14.          For the claimant, Mr Osifeso was unable to take me to any evidence of the applicant making "every effort to provide the required documents", for example by making contact with the EEA national sponsor during divorce proceedings or contacting her employer directly, the name being clearly displayed on her pay slips. This is not a case where the caseworker got the agreement of a senior caseworker to make further direct enquiries or indeed one where the caseworker was asked to do so by those representing the claimant.

15.          On that basis the provisions of paragraph 9 to 17 of the Pragmatic Approach Guidance Note are not triggered and the Secretary of State was not required to make further enquiries. In any event, so far as the applicant is concerned, the HMRC documents which were disclosed show a pattern of failing to make returns and failing to pay monies due to HMRC by way of instalments and the claimant's own evidence is that between June 2011 and February 2015, he cannot be certain whether he was self-employed or not working. On the basis of that evidence, and of the clear findings in paragraph 14, the First-tier Tribunal Judge erred in law in concluding that the requirements of paragraph 15 were met.

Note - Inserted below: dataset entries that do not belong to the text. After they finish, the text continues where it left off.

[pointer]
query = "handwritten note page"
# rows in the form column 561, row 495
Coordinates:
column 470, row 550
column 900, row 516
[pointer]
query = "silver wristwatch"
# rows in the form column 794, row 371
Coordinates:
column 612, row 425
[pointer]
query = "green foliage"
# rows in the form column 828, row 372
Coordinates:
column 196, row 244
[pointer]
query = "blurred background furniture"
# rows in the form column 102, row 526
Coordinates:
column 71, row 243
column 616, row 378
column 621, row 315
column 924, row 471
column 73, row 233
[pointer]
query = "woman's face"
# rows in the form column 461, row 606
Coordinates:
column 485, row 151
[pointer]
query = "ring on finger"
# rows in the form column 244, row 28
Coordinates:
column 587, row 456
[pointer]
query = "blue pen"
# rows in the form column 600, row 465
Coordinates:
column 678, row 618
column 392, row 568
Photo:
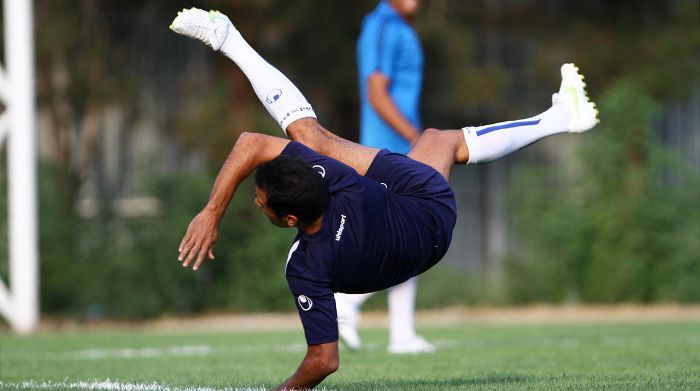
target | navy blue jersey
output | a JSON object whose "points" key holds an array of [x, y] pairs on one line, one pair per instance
{"points": [[378, 231]]}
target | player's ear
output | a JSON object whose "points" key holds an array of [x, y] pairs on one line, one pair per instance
{"points": [[291, 220]]}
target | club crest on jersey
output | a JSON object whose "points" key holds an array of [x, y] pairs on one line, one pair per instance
{"points": [[305, 302], [320, 170], [273, 96]]}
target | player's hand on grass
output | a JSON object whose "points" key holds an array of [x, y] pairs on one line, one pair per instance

16.          At 15(1)(f), in order to obtain the right to reside in the United Kingdom permanently an applicant must show that they have resided in the United Kingdom in accordance with the Regulations for a continuous period of five years and were at the end of that period a family member who retained the right of residence.

17.          On the date when the application was made the applicant was no longer working. He cannot show that he has resided in the United Kingdom in accordance with the Regulations for any continuous period of five years and in those circumstances this application should not have succeeded and cannot succeed on remaking.

18.          I set aside the decision of the First-tier Tribunal and substitute a decision dismissing the appeal.